Return value — veto the call:
return {"action": "block", "message": "Reason the tool call was blocked"}
The agent short-circuits the tool with message as the error returned to the model. The first matching block directive wins (Python plugins registered first, then shell hooks). Any other return value is ignored, so existing observer-only callbacks keep working unchanged.
Use cases: Logging, audit trails, tool call counters, blocking dangerous operations, rate limiting, per-user policy enforcement.
Example — tool call audit log:
import json, logging
from datetime import datetime
logger = logging.getLogger(__name__)
def audit_tool_call(tool_name, args, task_id, **kwargs):
logger.info("TOOL_CALL session=%s tool=%s args=%s",
task_id, tool_name, json.dumps(args)[:200])
def register(ctx):
ctx.register_hook("pre_tool_call", audit_tool_call)
Example — warn on dangerous tools:
DANGEROUS = {"terminal", "write_file", "patch"}
def warn_dangerous(tool_name, **kwargs):
if tool_name in DANGEROUS:
print(f"⚠ Executing potentially dangerous tool: {tool_name}")
def register(ctx):
ctx.register_hook("pre_tool_call", warn_dangerous)
post_tool_call
Fires immediately after every tool execution returns.
Callback signature:
def my_callback(tool_name: str, args: dict, result: str, task_id: str,
duration_ms: int, **kwargs):
| Parameter | Type | Description |
|---|---|---|
tool_name |
str |
Name of the tool that just executed |
args |
dict |
The arguments the model passed to the tool |
result |
str |
The tool's return value (always a JSON string) |
task_id |
str |
Session/task identifier. Empty string if not set. |
duration_ms |
int |
How long the tool's dispatch took, in milliseconds (measured with time.monotonic() around registry.dispatch()). |
Fires: In model_tools.py, inside handle_function_call(), after the tool's handler returns. Fires once per tool call. Does not fire if the tool raised an unhandled exception (the error is caught and returned as an error JSON string instead, and post_tool_call fires with that error string as result).
Return value: Ignored.
Use cases: Logging tool results, metrics collection, tracking tool success/failure rates, latency dashboards, per-tool budget alerts, sending notifications when specific tools complete.

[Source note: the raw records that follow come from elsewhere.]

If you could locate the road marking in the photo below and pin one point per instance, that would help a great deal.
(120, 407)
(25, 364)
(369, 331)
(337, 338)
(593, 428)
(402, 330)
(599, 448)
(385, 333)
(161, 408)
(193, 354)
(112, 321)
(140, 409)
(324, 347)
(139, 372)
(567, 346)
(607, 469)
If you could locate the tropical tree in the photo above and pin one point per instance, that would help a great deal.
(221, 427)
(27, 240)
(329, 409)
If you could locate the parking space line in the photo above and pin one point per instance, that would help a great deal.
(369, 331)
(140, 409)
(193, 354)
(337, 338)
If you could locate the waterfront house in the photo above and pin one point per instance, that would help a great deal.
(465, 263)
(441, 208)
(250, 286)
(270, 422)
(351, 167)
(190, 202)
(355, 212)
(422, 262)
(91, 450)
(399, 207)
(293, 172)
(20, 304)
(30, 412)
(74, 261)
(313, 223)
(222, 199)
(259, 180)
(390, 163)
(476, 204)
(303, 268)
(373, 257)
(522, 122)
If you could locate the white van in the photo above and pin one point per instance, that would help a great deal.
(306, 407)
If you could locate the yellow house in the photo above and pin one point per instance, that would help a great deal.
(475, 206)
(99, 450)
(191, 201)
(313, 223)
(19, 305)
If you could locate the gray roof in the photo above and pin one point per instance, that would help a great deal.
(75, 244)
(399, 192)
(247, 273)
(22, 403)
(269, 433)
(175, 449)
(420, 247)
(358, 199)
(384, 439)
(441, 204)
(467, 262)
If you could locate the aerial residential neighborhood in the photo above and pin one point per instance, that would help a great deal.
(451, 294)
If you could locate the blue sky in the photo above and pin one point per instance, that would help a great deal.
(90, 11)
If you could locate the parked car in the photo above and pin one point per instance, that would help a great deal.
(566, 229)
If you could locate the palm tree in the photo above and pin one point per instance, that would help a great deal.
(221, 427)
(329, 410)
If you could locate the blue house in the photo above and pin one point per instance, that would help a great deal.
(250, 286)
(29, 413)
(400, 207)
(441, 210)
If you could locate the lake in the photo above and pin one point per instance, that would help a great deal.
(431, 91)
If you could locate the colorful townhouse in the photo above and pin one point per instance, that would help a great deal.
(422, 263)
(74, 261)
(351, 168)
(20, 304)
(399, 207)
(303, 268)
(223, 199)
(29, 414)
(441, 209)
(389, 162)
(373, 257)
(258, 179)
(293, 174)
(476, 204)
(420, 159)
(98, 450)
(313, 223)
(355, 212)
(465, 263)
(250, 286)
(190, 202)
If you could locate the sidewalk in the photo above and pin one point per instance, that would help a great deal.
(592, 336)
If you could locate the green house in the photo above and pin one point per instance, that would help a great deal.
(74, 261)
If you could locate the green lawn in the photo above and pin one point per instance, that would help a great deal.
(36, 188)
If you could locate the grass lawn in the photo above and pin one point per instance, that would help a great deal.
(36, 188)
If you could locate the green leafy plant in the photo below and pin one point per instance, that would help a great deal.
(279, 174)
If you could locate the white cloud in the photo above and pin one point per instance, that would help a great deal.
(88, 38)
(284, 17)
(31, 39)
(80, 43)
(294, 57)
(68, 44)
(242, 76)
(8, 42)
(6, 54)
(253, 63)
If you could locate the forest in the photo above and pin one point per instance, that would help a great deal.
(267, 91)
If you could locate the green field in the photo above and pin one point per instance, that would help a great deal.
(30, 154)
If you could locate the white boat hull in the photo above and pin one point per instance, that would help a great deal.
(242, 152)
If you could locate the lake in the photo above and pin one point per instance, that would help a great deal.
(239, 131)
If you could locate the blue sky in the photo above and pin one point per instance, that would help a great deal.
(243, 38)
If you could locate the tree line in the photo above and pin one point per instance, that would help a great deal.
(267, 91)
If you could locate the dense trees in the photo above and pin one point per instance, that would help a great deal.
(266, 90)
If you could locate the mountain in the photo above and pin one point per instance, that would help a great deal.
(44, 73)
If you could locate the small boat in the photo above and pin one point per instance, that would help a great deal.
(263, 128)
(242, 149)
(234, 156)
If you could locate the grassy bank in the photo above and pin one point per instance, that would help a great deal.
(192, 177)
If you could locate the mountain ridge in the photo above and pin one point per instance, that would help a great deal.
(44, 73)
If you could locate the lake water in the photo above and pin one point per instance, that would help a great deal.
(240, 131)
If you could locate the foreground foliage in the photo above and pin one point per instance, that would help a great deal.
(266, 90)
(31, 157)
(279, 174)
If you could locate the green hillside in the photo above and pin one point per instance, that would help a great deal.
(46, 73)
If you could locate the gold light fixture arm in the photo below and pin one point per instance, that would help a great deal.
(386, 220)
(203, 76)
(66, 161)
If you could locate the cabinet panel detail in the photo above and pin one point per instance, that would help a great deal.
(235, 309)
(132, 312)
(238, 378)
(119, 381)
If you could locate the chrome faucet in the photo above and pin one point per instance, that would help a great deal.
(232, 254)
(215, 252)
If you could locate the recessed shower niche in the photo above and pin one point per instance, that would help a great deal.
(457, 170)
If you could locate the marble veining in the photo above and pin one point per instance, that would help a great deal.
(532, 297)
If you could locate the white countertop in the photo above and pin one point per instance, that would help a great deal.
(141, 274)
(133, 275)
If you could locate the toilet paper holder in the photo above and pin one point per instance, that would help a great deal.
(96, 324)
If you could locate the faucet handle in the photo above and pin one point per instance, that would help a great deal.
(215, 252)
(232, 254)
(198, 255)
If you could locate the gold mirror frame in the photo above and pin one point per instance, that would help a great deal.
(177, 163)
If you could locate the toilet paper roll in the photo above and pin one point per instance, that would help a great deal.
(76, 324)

Example — track tool usage metrics:
from collections import Counter, defaultdict
import json
_tool_counts = Counter()
_error_counts = Counter()
_latency_ms = defaultdict(list)
def track_metrics(tool_name, result, duration_ms=0, **kwargs):
_tool_counts[tool_name] += 1
_latency_ms[tool_name].append(duration_ms)
try:
parsed = json.loads(result)
if "error" in parsed:
_error_counts[tool_name] += 1
except (json.JSONDecodeError, TypeError):
pass
def register(ctx):
ctx.register_hook("post_tool_call", track_metrics)
pre_llm_call
Fires once per turn, before the tool-calling loop begins. This is the only hook whose return value is used — it can inject context into the current turn's user message.
Callback signature:
def my_callback(session_id: str, user_message: str, conversation_history: list,
is_first_turn: bool, model: str, platform: str, **kwargs):
| Parameter | Type | Description |
|---|---|---|
session_id |
str |
Unique identifier for the current session |
user_message |
str |
The user's original message for this turn (before any skill injection) |
conversation_history |
list |
Copy of the full message list (OpenAI format: [{"role": "user", "content": "..."}]) |
is_first_turn |
bool |
True if this is the first turn of a new session, False on subsequent turns |
model |
str |
The model identifier (e.g. "anthropic/claude-sonnet-4.6") |
platform |
str |
Where the session is running: "cli", "telegram", "discord", etc. |
Fires: In run_agent.py, inside run_conversation(), after context compression but before the main while loop. Fires once per run_conversation() call (i.e. once per user turn), not once per API call within the tool loop.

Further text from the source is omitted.